From Humanist I found a New York Times article by Steve Lohr on Literary History, Seen Through Big Data’s Lens. The story talks about Matt Jockers’ forthcoming work on Macroanalysis: Digital Methods and Literary History (University of Illinois Press). Matt is quoted saying,

Traditionally, literary history was done by studying a relative handful of texts, … What this technology does is let you see the big picture — the context in which a writer worked — on a scale we’ve never seen before.
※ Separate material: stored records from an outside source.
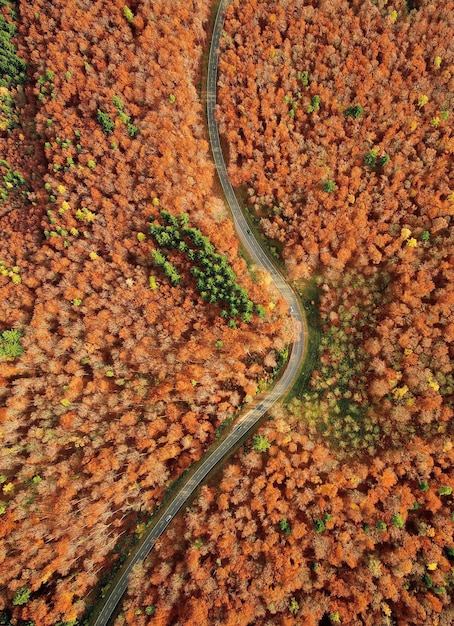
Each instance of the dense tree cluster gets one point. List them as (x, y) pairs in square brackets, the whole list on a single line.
[(295, 532), (338, 121), (215, 279), (112, 380)]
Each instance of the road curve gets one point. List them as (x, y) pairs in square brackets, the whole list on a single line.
[(246, 424)]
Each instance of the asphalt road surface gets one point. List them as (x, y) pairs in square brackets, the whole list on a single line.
[(249, 419)]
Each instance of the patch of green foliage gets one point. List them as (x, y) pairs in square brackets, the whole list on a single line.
[(214, 278), (355, 111), (10, 346), (12, 69)]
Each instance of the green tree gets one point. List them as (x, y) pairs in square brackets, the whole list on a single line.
[(129, 15), (10, 346), (370, 158), (284, 526), (22, 596)]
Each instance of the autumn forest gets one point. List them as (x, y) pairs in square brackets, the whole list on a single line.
[(134, 327)]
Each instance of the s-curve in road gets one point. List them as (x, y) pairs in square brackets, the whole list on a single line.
[(246, 424)]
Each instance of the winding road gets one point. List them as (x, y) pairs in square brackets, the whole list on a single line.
[(245, 425)]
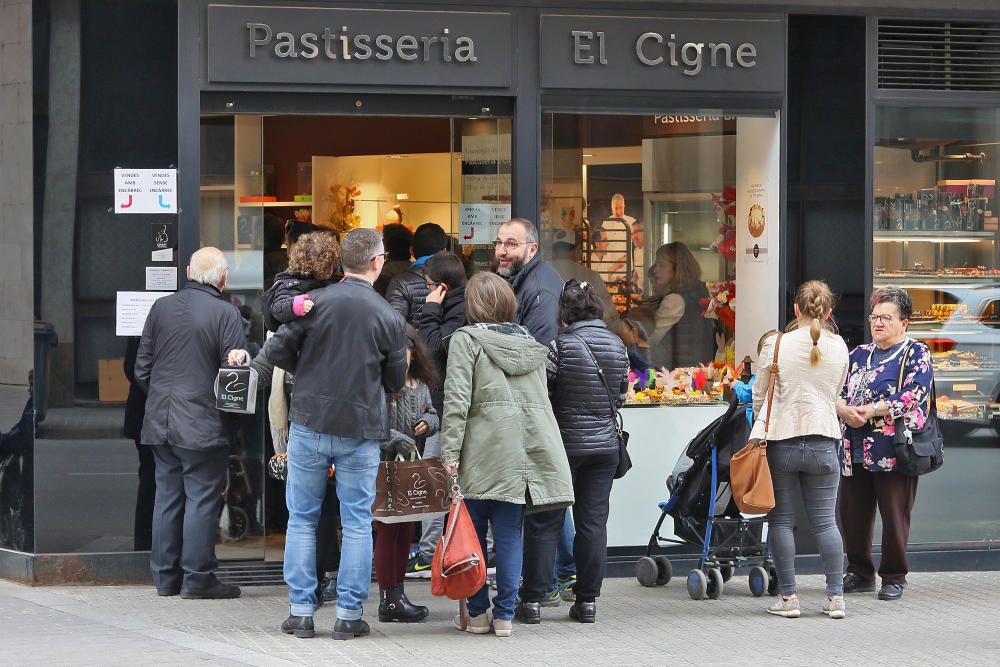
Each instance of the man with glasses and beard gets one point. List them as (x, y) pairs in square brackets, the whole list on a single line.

In today’s Edmonton Journal I came across a story by Misty Harris on If Romeo and Juliet had cellphones: Study views the mobile revolution through a Shakespearean lens. This story reports on a paper by Barry Wellman that uses Romeo and Juliet as a way to think about how mobile media (text messaging especially) have changed how we interact. In Shakespeare’s time you interacted with others through groups (like your family in Verona). Now individuals can have distributed networks of individual friends that don’t have to go through any gatekeepers.

Theoreti.ca is Back

Faithful readers will have noticed that theoreti.ca has been inaccessible off and on since the summer and that it has not been updated for a while. The reason is that theoreti.ca was hacked and my ISP (rightly) insisted on shutting it down until I fixed it. Over the months I have tried a number of things that seemed to temporarily fix the problem, but ultimately failed. Finally I had to turn to a programmer, Hamman Samuel, who has rebuilt the blog from scratch and the associated philosophi.ca wiki. These were rebuilt on another server so there are various linking problems that we are slowly identifying and fixing. I will be reflecting on this experience in future posts. In the meantime I apologize to readers that it took so long to fix.